Moynihan and Norman Podhoretz eventually drifted apart, but I’m sure the senator never regretted the words he spoke on that night. Once, many years later, when he came to the NY Post editorial page offices, he told a story–I don’t recall the subject–in which he  described a politician as “the most enthusiastic Zionist you could imagine, you’ve never seen such a Zionist” in tones which may, or may not, have exuded a whiff of mockery, you couldn’t be sure. In any case, in those days the idea that Zionism, the national liberation movement of the Jewish people, a phrase central to the speech, could be defined racist was about as absurd, and obscene, a thought as one could possibly imagine. At least so we thought.

I recalled that night while watching on streaming web TV yesterday’s vote to recognize Palestine as an observer state, which passed 138-9, over the votes of the U.S. and Canada and a handful of small island countries. Unlike the 1975 vote, this wasn’t close: then Israel had on its side the entire Western world, the Third World was split, only the Communist bloc and Arab countries and much of Africa was in favor; despite its passage with 70 votes, there was no question that the free and economically productive part of the world was on Israel’s side.

Yesterday’s vote on Palestine was a different matter: it certainly didn’t disavow Zionism or Israel the way the 1975 vote did. Every speaker I saw explicitly recognized Israel and wished for its well being, free and secure with a Palestinian state alongside it, a phrase repeated ad nauseam during the debate.

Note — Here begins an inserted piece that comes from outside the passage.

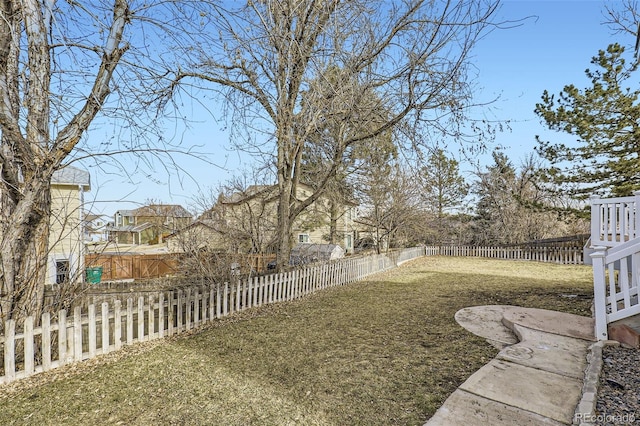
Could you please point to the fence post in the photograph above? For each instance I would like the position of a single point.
(10, 350)
(599, 292)
(636, 213)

But of course, 37 years later, Israel is different. The very day of the vote, one reads debate about a new bus line on the West Bank, for Palestinians, because the Israeli settlers (whom Israel has illegally settled on Palestinian land) can’t bear to see Palestinians riding on the same buses they do. One reads recently of Israeli laws expressing a national angst that a small population of Arabs remained in 1948–so there are rabbinic admonitions to landlords proscribing renting to Arabs. Recently Israeli youth have gone on violent rampages in Jerusalem, targeting Palestinians or random immigrants. Videos of young Americans imbibing the atmosphere in Israel reveal a mindset evocative of  Mississippi in the early 1960s. Rather eerily, it seems almost as if the notorious Zionism=Racism canard anticipated what Israel would become, once it had the freedom and security to grow into its true self.

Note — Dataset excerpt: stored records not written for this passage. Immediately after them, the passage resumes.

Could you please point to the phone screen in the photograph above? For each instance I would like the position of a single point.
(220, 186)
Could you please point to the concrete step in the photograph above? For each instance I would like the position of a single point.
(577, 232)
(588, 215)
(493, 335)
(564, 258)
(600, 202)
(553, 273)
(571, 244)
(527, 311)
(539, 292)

And yet Israel has won. There is no state in the world unwilling  to recognize it, provided it makes peace with the Palestinians. If you compared the international atmosphere now with that of 40 years ago, you would have to conclude the Israelis had achieved everything they wanted: a durable peace with Egypt; no hostile superpower to arm its enemies; an oft-repeated readiness in the Arab world to recognize it, trade ambassadors, give it a place in the region.  It has an international legitimacy that its founders–and the  Israeli diplomats of 1975–would have delighted in.

But of course Israel doesn’t feel that way at all. Like some sort of  compulsive eater, it has been unable to keep itself from gobbling up and settling Arab territory, especially East Jerusalem and the West Bank. As a result, it now finds itself losing the votes not only of the Arab world, but of France and Spain and Norway and Sweden and Denmark, and no longer has the support of Britain and Germany. This isolation Israel has chosen freely for itself–as a democracy, Israelis can’t even blame their rulers. Of course, Israel has enough influence over the U.S. Congress to generate resolutions in the Senate about protecting “our ally”; it actually seems possible that body may soon vote to exclude the United States from the United Nations in order to preserve Israel’s control over “Judea” and “Samaria.”

One can’t compare last night’s vote with the one in 1975 without feeling sadness and an enormous sense of missed opportunity.